Ein Arbeitnehmer reichte eine Kündigungsschutzklage gegen seinen Arbeitgeber ein, nachdem er von diesem wegen eines Arbeitszeitbetruges gekündigt wurde.
Der Arbeitgeber war dem Beschäftigten durch einen anonymen Hinweis auf die Schliche gekommen. Der Hinweisgeber hatte behauptet, dass der Arbeitnehmer am Tag seines Vergehens den Betrieb zwar kurz betreten, ihn aber noch vor Schichtbeginn wieder verlassen habe. Er sei an dem Tag auch nicht mehr zur Arbeit erschienen.
Aufzeichnungen einer Videokamera lieferten Beweis
Das nahm der Arbeitgeber zum Anlass, die Aufzeichnungen einer Videokamera auszuwerten. Auf deren Anbringung wurde durch ein Piktogramm hingewiesen. Die Kamera war auch sonst nicht zu übersehen, sie befand sich an einem Tor zum Werksgelände.Da die Auswertung die Beobachtungen des Hinweisgebers bestätigte, wurde dem Beschäftigten wegen Arbeitszeitbetrugs fristlos, hilfsweise ordentlich gekündigt.
Beweisverwertungsverbot?
In seiner daraufhin eingereichten Kündigungsschutzklage bestritt der Beschuldigte den Vorwurf. Er behauptete, an dem Tag gearbeitet zu haben.
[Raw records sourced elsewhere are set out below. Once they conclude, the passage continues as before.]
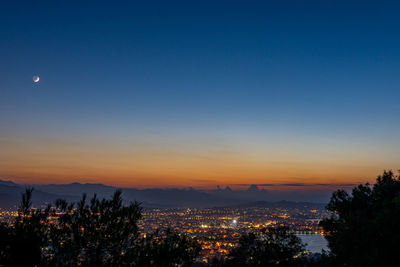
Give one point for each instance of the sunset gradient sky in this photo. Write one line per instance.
(199, 93)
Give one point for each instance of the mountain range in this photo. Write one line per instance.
(10, 195)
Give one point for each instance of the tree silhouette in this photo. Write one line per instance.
(363, 229)
(164, 249)
(91, 233)
(94, 234)
(269, 247)
(21, 244)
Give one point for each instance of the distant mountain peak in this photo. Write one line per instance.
(253, 187)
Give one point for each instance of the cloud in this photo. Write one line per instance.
(302, 185)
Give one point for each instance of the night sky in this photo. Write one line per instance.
(199, 93)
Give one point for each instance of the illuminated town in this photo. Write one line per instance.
(219, 229)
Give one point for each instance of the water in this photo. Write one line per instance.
(315, 242)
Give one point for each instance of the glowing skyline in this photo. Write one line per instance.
(199, 94)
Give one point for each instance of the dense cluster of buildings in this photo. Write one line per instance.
(219, 229)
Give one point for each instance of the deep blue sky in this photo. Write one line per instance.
(321, 74)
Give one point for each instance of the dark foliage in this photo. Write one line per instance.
(21, 244)
(364, 227)
(269, 247)
(97, 233)
(164, 250)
Im Übrigen würden die Erkenntnisse aus der Videoüberwachung einem Sachvortrags- und Beweisverwertungsverbot unterliegen. Die Aufzeichnungen dürften daher nicht zu seinen Lasten verwendet werden.Dieser Argumentation schlossen sich sowohl das in erster Instanz mit dem Fall befasste Arbeitsgericht als auch das von dem Arbeitgeber in Berufung angerufene Niedersächsische Landesarbeitsgericht an. Die Richter gaben der Klage des Beschuldigten statt.
Betreffende Bildsequenz musste vor Gericht berücksichtigt werden
Dem wollte das Bundesarbeitsgericht jedoch nicht folgen. Es wies den Fall zur weiteren Sachaufklärung an das Berufungsgericht zurück.Nach Ansicht des Bundesarbeitsgerichts habe das Landesarbeitsgericht seiner Entscheidung nicht nur zugrunde legen müssen, was der Arbeitgeber gegen seinen Mitarbeiter vorgebracht hat – nämlich, dass dieser das Werksgelände vor Beginn seiner Arbeitsschicht verlassen habe.
Es sei im Rahmen der Beweisaufnahme auch dazu verpflichtet gewesen, die betreffende Bildsequenz aus der Videoüberwachung am Tor zum Werksgelände in Augenschein nehmen.
Vorsätzlich vertragswidriges Verhalten eines Arbeitnehmers
Es spiele auch keine Rolle, ob die Überwachung in jeder Hinsicht den Vorgaben des Bundesdatenschutz-Gesetzes beziehungsweise der Datenschutz-Grundverordnung (DSGVO) entsprochen habe, so das Bundesarbeitsgericht weiter.Selbst wenn dies nicht der Fall gewesen sein sollte, wäre eine Verarbeitung der personenbezogenen Daten des Klägers durch die Arbeitsgerichte nach den Bestimmungen der Verordnung nicht ausgeschlossen.
Das gelte zumindest dann, wenn die Datenerhebung wie in dem zu entscheidenden Fall offen erfolgt und der Vorwurf eines vorsätzlich vertragswidrigen Verhaltens eines Arbeitnehmers in Rede steht, wie das Bundesarbeitsgericht zudem betonte.